Monday, February 23, 2009

Thoughts on Mosaic Saturday, February 21

Julie, was leading singing and she talked about the evening being like an image of water pouring over a heart and getting into all the nooks and craggily bits, which was a beautiful image of God's healing.

That reminded me of something that happened at Tenth a while back. It was Sunday morning and the service had already started. While the congregation was singing a man was wheeled to the front of the church. He was on something like a wheel chair, but it was more like a flat hospital gurney. His body was horribly misshapen, contorted, deformed. There he lay while we sang. He couldn't sing or move to the music, he just lay there. Then I had an image of the songs we were singing, the actual sounds, being liquid and washing through the whole building, and flowing over this man who couldn't respond but who was there and could let the sounds wash over him. The liquid sound wasn't gentle and float-y, it was rushing and dynamic, it moved and it was filled with light. The man didn't suddenly jump up all dramatically fixed, but it felt like there had been healing that morning, for me and for him. We didn't speak, I don't know his name, but we were there, together.

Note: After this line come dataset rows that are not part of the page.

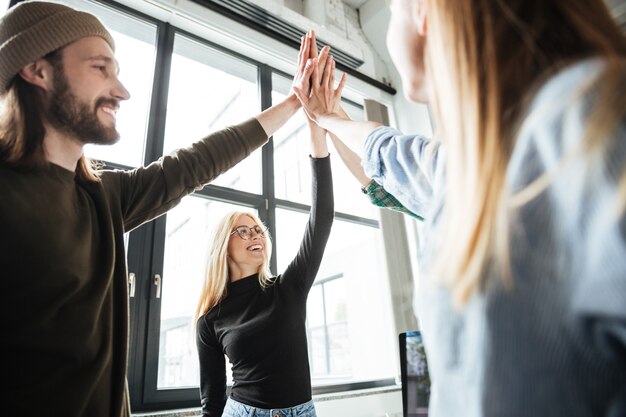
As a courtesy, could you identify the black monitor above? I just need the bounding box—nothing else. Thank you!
[399,331,430,417]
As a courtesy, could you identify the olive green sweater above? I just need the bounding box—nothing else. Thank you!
[0,119,267,417]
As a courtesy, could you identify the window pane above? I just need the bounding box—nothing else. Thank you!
[272,74,378,219]
[275,209,397,385]
[164,35,261,194]
[63,0,157,167]
[157,196,256,389]
[306,285,325,327]
[324,277,347,324]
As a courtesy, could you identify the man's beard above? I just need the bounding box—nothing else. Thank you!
[48,67,120,145]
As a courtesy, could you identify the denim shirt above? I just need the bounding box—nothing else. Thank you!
[362,60,626,417]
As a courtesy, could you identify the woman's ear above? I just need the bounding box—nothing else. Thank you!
[19,58,54,91]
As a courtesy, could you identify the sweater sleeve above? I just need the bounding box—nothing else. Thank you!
[102,118,267,231]
[280,156,335,292]
[362,126,444,218]
[196,317,226,417]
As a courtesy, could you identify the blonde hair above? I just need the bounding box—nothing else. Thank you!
[426,0,626,305]
[196,211,273,320]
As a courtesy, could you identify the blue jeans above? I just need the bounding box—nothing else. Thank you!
[222,398,317,417]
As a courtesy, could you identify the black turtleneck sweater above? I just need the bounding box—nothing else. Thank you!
[196,157,334,417]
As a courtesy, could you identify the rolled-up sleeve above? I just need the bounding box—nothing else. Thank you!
[362,126,444,217]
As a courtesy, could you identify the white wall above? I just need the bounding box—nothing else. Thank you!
[313,389,402,417]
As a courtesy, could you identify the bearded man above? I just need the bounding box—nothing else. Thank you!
[0,1,309,417]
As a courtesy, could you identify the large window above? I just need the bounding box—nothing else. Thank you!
[47,0,397,411]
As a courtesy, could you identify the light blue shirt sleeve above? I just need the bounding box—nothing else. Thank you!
[362,126,444,217]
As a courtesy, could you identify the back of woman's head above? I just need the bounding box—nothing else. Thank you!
[424,0,626,302]
[196,211,272,318]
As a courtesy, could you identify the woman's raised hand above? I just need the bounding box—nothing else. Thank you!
[293,42,346,127]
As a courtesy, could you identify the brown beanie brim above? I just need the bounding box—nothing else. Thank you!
[0,1,115,94]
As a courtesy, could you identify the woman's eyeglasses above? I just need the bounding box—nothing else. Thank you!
[230,225,267,240]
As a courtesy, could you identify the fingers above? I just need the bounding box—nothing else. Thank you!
[313,45,330,87]
[302,59,317,85]
[322,56,335,91]
[335,72,348,96]
[297,34,310,72]
[328,56,335,89]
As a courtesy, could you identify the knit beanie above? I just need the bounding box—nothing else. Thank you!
[0,1,115,94]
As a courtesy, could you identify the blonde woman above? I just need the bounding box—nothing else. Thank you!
[297,0,626,417]
[197,32,334,417]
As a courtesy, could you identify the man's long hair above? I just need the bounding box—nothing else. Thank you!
[0,49,99,181]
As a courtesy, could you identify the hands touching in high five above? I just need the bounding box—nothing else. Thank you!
[292,31,346,129]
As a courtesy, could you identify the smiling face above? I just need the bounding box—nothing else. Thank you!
[228,214,267,281]
[48,37,130,144]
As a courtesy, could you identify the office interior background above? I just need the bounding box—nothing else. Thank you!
[0,0,626,417]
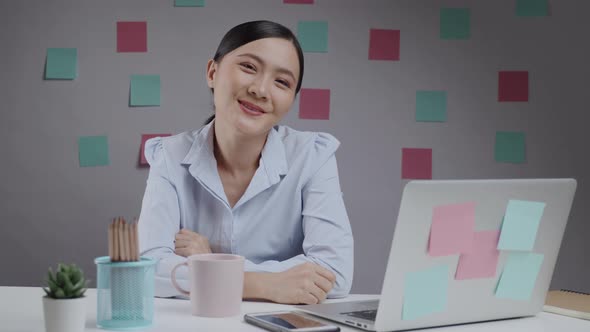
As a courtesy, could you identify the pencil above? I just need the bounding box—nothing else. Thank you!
[108,223,114,261]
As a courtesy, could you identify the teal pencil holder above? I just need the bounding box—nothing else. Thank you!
[94,256,156,331]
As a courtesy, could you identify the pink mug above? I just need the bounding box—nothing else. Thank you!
[172,254,244,317]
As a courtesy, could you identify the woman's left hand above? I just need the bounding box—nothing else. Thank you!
[174,228,211,257]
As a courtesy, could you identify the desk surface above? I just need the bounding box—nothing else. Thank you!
[0,287,590,332]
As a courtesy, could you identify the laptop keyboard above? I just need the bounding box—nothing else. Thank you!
[341,309,377,321]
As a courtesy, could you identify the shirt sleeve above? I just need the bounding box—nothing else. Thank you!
[138,137,188,297]
[245,134,354,298]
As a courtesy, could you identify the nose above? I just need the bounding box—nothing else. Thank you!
[248,78,268,99]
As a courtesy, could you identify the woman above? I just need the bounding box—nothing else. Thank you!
[139,21,353,304]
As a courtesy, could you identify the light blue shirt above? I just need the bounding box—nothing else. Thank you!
[139,124,354,298]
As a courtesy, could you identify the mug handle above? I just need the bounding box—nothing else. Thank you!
[171,262,191,295]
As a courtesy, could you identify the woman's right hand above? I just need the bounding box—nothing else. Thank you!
[266,262,336,304]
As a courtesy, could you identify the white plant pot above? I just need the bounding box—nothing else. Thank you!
[43,296,86,332]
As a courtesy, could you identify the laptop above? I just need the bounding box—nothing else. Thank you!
[296,179,576,331]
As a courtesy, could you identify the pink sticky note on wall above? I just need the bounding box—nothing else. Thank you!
[428,202,475,256]
[139,134,171,166]
[117,22,147,52]
[498,71,529,101]
[369,29,400,61]
[299,89,330,120]
[402,148,432,179]
[455,231,500,280]
[283,0,313,5]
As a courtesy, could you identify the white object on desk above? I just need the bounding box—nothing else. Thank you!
[0,287,590,332]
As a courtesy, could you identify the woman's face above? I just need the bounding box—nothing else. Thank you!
[207,38,299,136]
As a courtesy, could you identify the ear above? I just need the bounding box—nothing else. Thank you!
[207,59,217,88]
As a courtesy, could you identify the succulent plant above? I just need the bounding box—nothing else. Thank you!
[43,263,88,299]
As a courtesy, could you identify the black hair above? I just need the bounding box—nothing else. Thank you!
[205,21,304,124]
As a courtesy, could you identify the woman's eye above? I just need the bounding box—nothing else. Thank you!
[240,63,256,70]
[277,80,290,88]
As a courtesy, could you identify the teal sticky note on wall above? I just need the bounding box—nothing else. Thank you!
[516,0,549,17]
[440,8,471,39]
[45,48,78,80]
[498,200,545,251]
[416,91,447,122]
[297,21,328,53]
[129,75,160,106]
[402,265,449,320]
[496,252,544,301]
[78,136,110,167]
[174,0,205,7]
[494,131,526,164]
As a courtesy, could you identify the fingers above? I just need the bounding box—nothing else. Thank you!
[295,291,320,304]
[174,248,191,257]
[313,264,336,284]
[308,282,331,303]
[313,274,334,293]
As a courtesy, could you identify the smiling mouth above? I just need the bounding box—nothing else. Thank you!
[238,100,265,116]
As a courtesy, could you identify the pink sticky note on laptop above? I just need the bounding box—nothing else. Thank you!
[455,231,500,280]
[428,202,475,256]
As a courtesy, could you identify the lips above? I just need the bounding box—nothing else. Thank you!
[238,100,266,115]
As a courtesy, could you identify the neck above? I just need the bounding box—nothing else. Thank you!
[211,121,267,174]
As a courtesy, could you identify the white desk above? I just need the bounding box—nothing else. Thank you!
[0,287,590,332]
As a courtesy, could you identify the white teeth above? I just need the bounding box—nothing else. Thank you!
[242,103,260,113]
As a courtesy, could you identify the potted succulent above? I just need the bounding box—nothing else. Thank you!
[43,264,88,332]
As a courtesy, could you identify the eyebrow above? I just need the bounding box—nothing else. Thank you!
[238,53,297,83]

Then I thought about the disciples and who they were and what they became. They were living lives as broken, mangled scuttling versions of themselves; being what Rome said they were allowed to be, what their religious leaders said they were allowed to be, what their families said they were allowed to be. A fisherman, railing against 'the man.' An eye-rolling tolerance of religious leaders who didn't really get what life was like for a working man living under Roman occupation. Family, expectations, responsibilities. Small and powerless. Invested to the core in a hope as a special people, but every day waking up a cog in the brutal crushing violent machine of Roman rule. That hope now thin, torn and mottled, like a crisp leaf in the wind.

Then Jesus arrives and the healing starts. The disciples start to become themselves, as they were created to be. I see this image of a gaggle of hospital patients following Jesus around in their green hospital gowns with their asses hanging out the back. Bandages on their heads, knee braces, casts on their arms, casts on their legs, crutches, shuffling by with their squeaky wheeled I.V. drips. Slowly, surely almost imperceptibly the casts and braces, bandages and I.V. drips start falling away. Slowly, surely, like the return of an atrophied muscle, this weak shuffling flock start to understand The One who makes them who they are. From the scrabbly little life of a fisherman, Peter becomes The Rock, a friend of The Master. Is he still a fisherman? Probably. But it doesn't matter, he's no longer defined from the outside in, he's defined from the inside out. He is defined by The Master and the power The Master places inside of him is stronger than anything outside of him. While Jesus was performing miraculous and dramatic healing, he was also performing this equally miraculous, but much quieter healing.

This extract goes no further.